Efficient In-Memory Inverted Indexes: Theory and Practice

¹The University of Queensland, ²University of Glasgow, ³Pinecone, ⁴MongoDB, Inc.

Date and Location: SIGIR 2025, Padua, Italy - Sunday July 13th, 09.00-12.30

Abstract

Inverted indexes are the backbone of most large-scale information retrieval systems. Although conceptually simple, high-performance inverted indexes require a deep understanding of low-level system optimizations, compression techniques, and traversal strategies. With the widespread adoption of in-memory search engines, the rise of learned sparse retrieval (LSR), and the increasing complexity of ranking pipelines, the design space for efficient indexing and retrieval systems has expanded significantly.

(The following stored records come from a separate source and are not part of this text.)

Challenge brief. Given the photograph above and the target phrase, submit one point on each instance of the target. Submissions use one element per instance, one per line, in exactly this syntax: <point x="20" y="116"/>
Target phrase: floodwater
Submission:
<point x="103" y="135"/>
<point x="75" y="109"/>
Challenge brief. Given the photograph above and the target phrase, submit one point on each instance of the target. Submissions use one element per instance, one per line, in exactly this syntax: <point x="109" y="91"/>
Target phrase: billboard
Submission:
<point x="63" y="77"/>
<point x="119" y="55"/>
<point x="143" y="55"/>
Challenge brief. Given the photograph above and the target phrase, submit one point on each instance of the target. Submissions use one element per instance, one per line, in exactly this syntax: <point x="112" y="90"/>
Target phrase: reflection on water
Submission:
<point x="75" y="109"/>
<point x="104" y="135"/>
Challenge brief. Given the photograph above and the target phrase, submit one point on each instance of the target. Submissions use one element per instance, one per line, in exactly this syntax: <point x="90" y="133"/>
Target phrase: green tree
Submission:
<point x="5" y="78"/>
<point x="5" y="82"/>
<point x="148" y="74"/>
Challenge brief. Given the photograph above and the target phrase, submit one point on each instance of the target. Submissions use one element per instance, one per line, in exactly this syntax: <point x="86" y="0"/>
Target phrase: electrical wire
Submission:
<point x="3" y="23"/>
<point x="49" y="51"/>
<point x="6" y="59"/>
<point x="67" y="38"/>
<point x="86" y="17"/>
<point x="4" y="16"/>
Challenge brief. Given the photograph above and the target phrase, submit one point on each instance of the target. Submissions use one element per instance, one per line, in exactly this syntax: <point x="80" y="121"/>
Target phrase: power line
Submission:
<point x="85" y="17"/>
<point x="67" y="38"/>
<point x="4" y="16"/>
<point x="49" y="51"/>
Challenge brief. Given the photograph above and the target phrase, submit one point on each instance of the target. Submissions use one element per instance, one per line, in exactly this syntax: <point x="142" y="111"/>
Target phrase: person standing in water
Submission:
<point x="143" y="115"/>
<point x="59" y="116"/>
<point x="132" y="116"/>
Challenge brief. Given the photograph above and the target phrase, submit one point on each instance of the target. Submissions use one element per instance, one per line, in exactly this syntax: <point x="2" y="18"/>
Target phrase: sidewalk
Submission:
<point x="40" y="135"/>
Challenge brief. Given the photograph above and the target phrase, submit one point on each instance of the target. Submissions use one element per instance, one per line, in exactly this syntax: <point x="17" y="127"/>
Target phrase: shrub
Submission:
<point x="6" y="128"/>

This tutorial addresses a critical knowledge gap between textbook-style explanations and advanced techniques required for efficient and optimized retrieval. It aims to equip researchers and practitioners with a comprehensive understanding of how modern in-memory search systems are designed, built, and optimized for high-performance retrieval across large-scale document collections.

Practical Component

For the practical component, we will need to grab some data, and have some instructions ready.

Prerequisite: You have your own machine with Docker installed.
I will step through on my own machine if you don’t have access.

You can also experiment with the tutorial at any time (later).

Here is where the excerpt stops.